Images were recorded with the Metasystems Image Pro System (black and white CCD camera; Sandhausen, Germany) mounted on a Leica DM-RE fluorescence microscope equipped with FITC, TRITC, DAPI and SpectrumGold single bandpass filters for single color analysis and a triple bandpass filter set (FITC, TRITC and DAPI) for simultaneous dual- and triple-color analysis. Images were recorded using an automatic integration time allowing quantitative measurements (using the full dynamic range of the camera without signal intensity saturation; TIF 8 bits image). Furthermore, fixed integration times were used to compare fluorescence intensity between different preparations.35 FISH fluorescence was measured per area or per individual nucleus using Image/J (http://www.nih.gov, public domain), after color separation (RGB split), thresholding and selection of regions of interest. Signal intensity (spot or nucleus) was calculated as mean signal intensity (per pixel) times area.

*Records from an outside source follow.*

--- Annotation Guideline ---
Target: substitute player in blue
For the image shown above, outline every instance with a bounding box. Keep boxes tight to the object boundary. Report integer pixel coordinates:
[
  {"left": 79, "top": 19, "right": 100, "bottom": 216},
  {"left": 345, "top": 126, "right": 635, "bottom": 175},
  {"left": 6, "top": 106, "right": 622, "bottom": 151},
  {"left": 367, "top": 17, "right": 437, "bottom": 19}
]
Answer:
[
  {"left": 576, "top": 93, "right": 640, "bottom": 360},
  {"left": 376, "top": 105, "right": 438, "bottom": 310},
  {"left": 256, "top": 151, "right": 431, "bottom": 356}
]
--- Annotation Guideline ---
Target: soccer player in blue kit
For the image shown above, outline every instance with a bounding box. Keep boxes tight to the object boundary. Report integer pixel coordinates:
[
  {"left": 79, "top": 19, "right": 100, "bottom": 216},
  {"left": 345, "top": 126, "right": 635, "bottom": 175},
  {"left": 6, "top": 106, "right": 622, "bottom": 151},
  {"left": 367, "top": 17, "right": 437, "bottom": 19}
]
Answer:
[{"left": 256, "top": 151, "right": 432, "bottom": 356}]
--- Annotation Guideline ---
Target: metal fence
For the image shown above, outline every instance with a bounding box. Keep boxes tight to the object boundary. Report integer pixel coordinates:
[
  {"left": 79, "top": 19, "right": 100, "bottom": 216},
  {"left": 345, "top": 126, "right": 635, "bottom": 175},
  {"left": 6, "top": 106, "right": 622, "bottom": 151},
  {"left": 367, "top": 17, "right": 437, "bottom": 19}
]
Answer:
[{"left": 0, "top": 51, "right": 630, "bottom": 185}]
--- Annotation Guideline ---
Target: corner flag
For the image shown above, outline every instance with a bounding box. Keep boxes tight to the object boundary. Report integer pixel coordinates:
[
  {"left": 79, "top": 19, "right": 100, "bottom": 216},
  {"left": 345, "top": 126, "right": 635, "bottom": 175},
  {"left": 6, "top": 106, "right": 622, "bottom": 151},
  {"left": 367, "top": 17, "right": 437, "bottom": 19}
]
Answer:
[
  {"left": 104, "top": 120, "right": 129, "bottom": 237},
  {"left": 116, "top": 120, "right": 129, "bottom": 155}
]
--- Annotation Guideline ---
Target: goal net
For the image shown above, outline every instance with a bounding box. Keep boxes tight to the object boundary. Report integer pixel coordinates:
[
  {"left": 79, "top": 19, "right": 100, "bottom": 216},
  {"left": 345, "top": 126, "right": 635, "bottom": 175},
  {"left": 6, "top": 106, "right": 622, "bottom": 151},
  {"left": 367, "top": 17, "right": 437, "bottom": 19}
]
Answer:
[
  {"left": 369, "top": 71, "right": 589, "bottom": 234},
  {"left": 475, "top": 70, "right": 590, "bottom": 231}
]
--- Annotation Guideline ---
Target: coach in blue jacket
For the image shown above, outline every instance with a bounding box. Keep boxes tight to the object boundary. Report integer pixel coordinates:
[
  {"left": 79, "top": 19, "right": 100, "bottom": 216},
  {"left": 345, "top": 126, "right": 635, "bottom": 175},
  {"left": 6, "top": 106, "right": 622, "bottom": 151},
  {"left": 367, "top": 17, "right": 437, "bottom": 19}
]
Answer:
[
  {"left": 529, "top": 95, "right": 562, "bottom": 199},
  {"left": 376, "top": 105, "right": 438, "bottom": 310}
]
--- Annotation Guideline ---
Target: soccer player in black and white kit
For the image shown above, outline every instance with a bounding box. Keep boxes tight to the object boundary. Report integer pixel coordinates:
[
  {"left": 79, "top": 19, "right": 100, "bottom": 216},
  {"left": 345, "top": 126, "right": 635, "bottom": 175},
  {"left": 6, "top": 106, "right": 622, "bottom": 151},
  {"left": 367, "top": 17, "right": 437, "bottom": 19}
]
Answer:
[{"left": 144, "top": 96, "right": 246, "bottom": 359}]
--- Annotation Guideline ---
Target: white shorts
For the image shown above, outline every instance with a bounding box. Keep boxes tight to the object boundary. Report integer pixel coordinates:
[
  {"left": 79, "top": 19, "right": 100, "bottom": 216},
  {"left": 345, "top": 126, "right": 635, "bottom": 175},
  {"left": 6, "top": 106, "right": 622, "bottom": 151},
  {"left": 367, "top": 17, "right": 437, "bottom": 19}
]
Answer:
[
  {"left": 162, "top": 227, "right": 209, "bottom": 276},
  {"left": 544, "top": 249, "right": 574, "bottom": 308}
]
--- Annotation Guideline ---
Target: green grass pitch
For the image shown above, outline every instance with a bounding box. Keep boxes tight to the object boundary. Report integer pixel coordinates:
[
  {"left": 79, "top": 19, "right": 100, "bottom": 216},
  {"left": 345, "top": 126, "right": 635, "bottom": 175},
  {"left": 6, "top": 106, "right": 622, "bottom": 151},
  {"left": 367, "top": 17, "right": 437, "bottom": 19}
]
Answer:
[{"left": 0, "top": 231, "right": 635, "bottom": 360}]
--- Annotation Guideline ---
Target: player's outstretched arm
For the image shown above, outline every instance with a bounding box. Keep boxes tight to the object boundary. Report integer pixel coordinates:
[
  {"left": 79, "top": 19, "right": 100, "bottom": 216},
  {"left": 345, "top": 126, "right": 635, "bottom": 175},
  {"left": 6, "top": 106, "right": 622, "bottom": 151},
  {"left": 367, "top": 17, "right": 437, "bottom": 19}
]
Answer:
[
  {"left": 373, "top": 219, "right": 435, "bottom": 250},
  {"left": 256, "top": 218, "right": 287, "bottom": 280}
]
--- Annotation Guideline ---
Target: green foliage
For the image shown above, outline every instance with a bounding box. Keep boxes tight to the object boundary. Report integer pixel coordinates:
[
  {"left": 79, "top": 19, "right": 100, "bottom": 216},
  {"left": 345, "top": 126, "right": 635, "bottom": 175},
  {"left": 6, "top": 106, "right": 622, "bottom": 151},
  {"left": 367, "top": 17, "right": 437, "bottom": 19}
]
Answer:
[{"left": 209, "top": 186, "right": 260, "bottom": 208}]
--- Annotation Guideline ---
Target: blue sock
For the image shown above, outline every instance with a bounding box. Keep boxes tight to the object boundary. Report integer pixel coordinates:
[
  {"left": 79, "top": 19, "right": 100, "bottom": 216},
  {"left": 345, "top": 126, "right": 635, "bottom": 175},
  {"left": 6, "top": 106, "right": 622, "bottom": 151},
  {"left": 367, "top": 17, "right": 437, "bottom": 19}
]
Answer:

To compare the impact of the different protocols and/or pretreatment steps on FISH signal distribution throughout the epithelium, only samples that were processed simultaneously were compared. Furthermore lesions were collected on small tissue arrays that enabled identical processing of different lesions.
Controls and evaluation of FISH results
Controls included HPV-16 and -18 hybridization on tissue sections of formalin fixed and paraffin wax-embedded HPV positive cell lines (SiHa, CaSki and HeLa). Evaluation of nuclear hybridization signals was performed by 3 investigators (A.H., M.K. and C.H). Signal morphology was categorized as follows: 1) When nuclei were completely and homogeneously stained, the signal was classified as diffuse. Often, the other nuclei exhibited multiple fluorescent signals with variation in spot number between individual cells within the lesion; 2) When nuclear signals varied significantly in size and intensity this pattern was termed granular13 and 3) Discrete nuclear signals (1–3 per nucleus) in a clean background were classified as punctate, in line with the criteria of Cooper et al.19
The method was tested on 4 μm thick formalin fixed and paraffin wax-embedded CaSki and SiHa cell lines that contain approximately 500 and 2 copies of integrated HPV 16, respectively.17 The FISH procedure as described above, guarantees an optimal signal-to-noise ratio.17, 33, 36 In particular with the fluorescent TSA method, noise is often present as a result of background reactions which could be misclassified as viral particles. Histological HPV negative areas (e.g., lymphocytes) served as internal controls to estimate specific and nonspecific signal.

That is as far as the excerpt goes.